Собственно, для любого японца второй язык – русский и почти каждый русский знает японский и английский. Так сложилось с тех пор, когда Россия приняла миллионы беженцев с гибнущей в чудовищной природной катастрофе Японии и организовала для них на Сахалине, Курилах, Камчатке, в Хабаровском крае и Магаданской области ОАЯ – Особую Автономию Япония в составе Российской империи.
Вообще в современном мире люди, знающие только один (родной) язык, чаще всего не могут рассчитывать на нормальную работу и уровень жизни. Нечто похожее, говорят, уже было сто с лишним лет назад в период так называемой глобализации. Закончилось, правда, нехорошо. Серые Десятилетия – это вам, господа и братцы, не енот начихал, страшненькое было время, не зря старики его вспоминать не хотят. Я бы и сам, наверное, не захотел. Столько всевозможной глупости и мерзости было наворочено – до сих пор разгребаем.
– Хай, Грей!
– Хай, Вэй!
Рукопожатие, хлопок по плечу, входим в кают-компанию за минуту до пятнадцати ноль-ноль.
Когда-то я рассказал Лянь Вэю, что в России Сергеев принято среди своих называть Серыми. Мой друг-китаец немедленно перевел «серый» на английский и получилось забавно и в рифму: Грей – Вэй. Так с тех пор кличка Грей ко мне на корабле и прилипла. И хоть в лицо, понятно, не всякий так назовет, а лишь близкий друг-товарищ, но точно знаю, что за спиной я для всех Грей.
Ни о каких обидах здесь и речи быть не может, поскольку клички есть практически у каждого члена команды. А те, у кого их нет, мечтают поскорей приобрести. Это как печать, почетный знак и прием в клуб. Носишь кличку – ты свой. Нет – извини, не заслужил пока. К примеру, кличка нашего капитан-командора (звание, если кто не знает, на ступеньку ниже контр-адмирала и на столько же выше капитана корабля) Ивана Любомировича Малковича – д’Артаньян. Вероятно, из-за живости характера, характерного носа, усов, а также самой натуральной шпаги начала восемнадцатого века, украшающей стену его каюты. А кличка Лянь Вэя – Дракон. Во-первых, потому что китаец, а во-вторых, он и впрямь любит драконов, коллекционирует их во всех видах, и на фюзеляже его «Бумеранга» во всей красе изображен китайский водяной дракон Тяньлун, охраняющий чертоги богов.

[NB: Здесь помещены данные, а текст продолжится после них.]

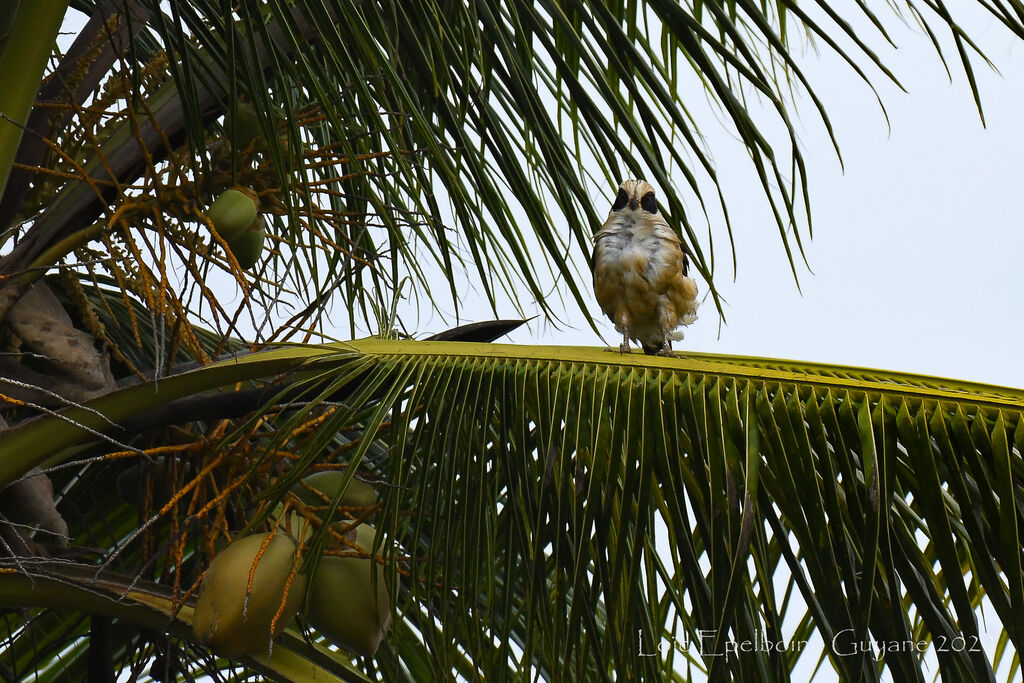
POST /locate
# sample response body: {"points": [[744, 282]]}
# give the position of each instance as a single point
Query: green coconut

Мы заходим в кают-компанию, киваем знакомым офицерам, отыскиваем два свободных места рядом, усаживаемся.
– Как отдохнул? – спрашивает Лянь Вэй негромко.
– Удовлетворительно. Сдернули меня с шикарного аэродрома, сволочи. Только-только зарулил, даже двигатели выключить не успел, и – на тебе. С чего переполох-то, не в курсе?
– Нам пока не докладывали, – Дракон еще понизил голос, – но слухи ходят весьма кислые.
– То есть?
– Говорят, в последний поход идем.
Я посмотрел на друга расширенными глазами. Военкосмолеты суеверны. Так же, как моряки, летчики и обычные гражданские космонавты с астронавтами. Точнее, как все они, вместе взятые. Поэтому для того, чтобы военкосмолет сказал «последний поход» вместо «крайний», должны быть чертовски веские основания. Прямо-таки несдвигаемые.